Thaïlande : en milieux hospitaliers
Je participe pleinement aux réjouissances jusqu’à ce que Miga ne glisse dans ma soupe quelques petits cubes de sang de porc coagulé à l’aspect vaguement gélatineux et au ton rouge-bordeaux foncé.
Passent encore les coléoptères frits à la sauce piquante sur les marché de nuit de Bangkok ou de Chiang Mai, les pattes de poulets bouillies à la chinoise, mais ça… non !
Je parviens à sortir un timide « mangueu » – mot utilisé en akha pour signifier le refus, la négation – sous les regards moqueurs de l’assemblée.
Me revient à l’esprit cet amusement tout occidental face à l’effarement de cette même Miga alors que je lui faisais goûter voici quelques années un Roquefort Société amoureusement ramené dans mes bagages ; je termine ma soupe sans mot dire (…)
Je suis réveillée par une violente migraine. Je me lève, courbaturée, fiévreuse, les jambes lourdes. J’ai dû prendre froid, car, en dépit de températures estivales en journée, les nuits demeurent un peu fraîches et l’isolation de la maison de Miga laisse à désirer ; quant aux douleurs ressenties dans le bas du dos, je les impute aussitôt à la qualité toute relative des différentes couches qui m’accueillent depuis maintenant plus de deux semaines.
Mon premier réflexe est de faire appel au triptyque magique Prontalgine, Clamoxyl, baume du tigre ; je sais d’expérience que rien ne résiste très longtemps à ces trois-là.
Tandis que je vois la date de mon départ approcher à grands pas, ma pharmacie occidentale s’amenuise, et cette satanée douleur dans le dos qui persiste ; les odeurs m’insupportent, je suis lessivée, bonne à rien, kaput.
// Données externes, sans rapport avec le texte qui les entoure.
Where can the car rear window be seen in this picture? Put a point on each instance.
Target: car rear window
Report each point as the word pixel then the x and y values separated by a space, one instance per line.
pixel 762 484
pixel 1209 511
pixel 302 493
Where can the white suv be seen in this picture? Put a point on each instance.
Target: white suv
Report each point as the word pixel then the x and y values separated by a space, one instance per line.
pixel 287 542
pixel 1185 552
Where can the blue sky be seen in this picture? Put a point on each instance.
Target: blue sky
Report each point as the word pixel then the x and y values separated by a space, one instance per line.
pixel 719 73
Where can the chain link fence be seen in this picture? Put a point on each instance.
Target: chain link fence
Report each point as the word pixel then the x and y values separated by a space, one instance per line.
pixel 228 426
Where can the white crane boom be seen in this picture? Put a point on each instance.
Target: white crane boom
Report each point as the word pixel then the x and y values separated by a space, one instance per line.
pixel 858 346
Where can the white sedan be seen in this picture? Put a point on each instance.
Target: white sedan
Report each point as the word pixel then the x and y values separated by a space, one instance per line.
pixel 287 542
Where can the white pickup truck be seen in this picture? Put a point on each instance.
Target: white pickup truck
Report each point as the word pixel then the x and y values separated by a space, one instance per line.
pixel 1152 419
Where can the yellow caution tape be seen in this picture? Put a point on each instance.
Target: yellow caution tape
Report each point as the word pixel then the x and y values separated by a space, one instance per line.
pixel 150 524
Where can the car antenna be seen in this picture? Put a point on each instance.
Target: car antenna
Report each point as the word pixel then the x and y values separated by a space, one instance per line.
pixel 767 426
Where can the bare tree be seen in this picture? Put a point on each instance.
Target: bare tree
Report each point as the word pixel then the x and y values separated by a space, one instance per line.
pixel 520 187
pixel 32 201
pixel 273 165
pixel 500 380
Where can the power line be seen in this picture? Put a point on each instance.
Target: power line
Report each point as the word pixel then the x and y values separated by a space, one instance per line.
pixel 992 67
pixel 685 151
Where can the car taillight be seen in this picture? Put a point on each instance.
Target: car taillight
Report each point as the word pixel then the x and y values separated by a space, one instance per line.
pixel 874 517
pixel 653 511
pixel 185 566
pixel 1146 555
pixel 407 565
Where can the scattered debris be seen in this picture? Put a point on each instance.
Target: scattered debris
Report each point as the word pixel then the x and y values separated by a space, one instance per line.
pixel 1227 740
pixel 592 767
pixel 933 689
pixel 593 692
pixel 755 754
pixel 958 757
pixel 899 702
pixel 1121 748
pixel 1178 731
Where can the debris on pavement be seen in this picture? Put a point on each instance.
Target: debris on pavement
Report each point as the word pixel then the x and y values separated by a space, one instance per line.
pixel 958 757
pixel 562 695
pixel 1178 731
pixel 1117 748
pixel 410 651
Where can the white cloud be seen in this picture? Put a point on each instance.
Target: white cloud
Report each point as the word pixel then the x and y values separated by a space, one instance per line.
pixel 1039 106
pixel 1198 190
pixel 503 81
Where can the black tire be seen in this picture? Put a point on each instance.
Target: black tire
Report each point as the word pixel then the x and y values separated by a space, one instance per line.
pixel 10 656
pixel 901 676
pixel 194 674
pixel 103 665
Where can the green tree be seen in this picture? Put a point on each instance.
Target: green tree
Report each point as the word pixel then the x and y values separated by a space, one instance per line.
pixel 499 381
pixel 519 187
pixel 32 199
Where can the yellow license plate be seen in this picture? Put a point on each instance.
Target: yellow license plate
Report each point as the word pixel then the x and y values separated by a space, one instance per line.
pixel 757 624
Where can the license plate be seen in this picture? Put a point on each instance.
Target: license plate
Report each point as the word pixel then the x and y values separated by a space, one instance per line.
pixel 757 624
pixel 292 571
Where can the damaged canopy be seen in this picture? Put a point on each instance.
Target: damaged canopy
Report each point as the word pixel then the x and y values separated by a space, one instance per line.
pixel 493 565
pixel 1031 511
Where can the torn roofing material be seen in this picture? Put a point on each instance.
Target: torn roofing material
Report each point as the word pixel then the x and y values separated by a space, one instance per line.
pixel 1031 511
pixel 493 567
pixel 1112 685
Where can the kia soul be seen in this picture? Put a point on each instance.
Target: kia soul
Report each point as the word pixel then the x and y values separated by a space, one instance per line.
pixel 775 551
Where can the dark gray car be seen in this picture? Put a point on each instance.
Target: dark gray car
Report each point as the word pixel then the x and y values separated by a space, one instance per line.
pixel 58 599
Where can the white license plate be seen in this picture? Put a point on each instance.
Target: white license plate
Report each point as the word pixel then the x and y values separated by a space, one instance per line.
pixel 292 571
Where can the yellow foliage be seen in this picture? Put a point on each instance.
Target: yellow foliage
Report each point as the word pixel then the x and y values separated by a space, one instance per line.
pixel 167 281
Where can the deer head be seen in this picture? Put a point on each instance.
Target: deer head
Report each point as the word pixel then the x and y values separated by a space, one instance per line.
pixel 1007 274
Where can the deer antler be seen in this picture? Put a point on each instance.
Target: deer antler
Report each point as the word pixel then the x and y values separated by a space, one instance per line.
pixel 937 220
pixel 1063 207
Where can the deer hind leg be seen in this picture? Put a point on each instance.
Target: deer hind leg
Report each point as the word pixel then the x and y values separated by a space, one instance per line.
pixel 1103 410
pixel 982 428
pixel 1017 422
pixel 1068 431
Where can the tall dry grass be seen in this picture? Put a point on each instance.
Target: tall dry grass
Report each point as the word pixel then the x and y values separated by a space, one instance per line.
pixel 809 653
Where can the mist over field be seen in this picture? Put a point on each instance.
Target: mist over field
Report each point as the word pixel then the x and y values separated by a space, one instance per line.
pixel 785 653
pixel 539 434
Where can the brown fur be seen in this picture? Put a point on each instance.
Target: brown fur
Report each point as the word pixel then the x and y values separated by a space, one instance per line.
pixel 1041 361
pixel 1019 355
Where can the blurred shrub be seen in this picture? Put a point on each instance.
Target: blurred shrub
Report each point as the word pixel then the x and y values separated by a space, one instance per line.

J’envisage de prendre une chambre à l’hôtel Khum Nai Phol de Mae Salong afin de bénéficier d’un peu de confort, mais l’énergie me manque et je ne veux vexer ni Miga ni Assan ni même les enfants, tous aux petits soins. L’ennui me gagne, mais ça va bien finir par passer.
Je dois lever l’ancre dans quarante-huit heures, et aucune amélioration en vue, en dépit des massages prodigués quotidiennement par Miga consistant pour une part à me marcher allègrement sur les jambes, les fesses et le reste, pour une autre à faire craquer chacune de mes articulations.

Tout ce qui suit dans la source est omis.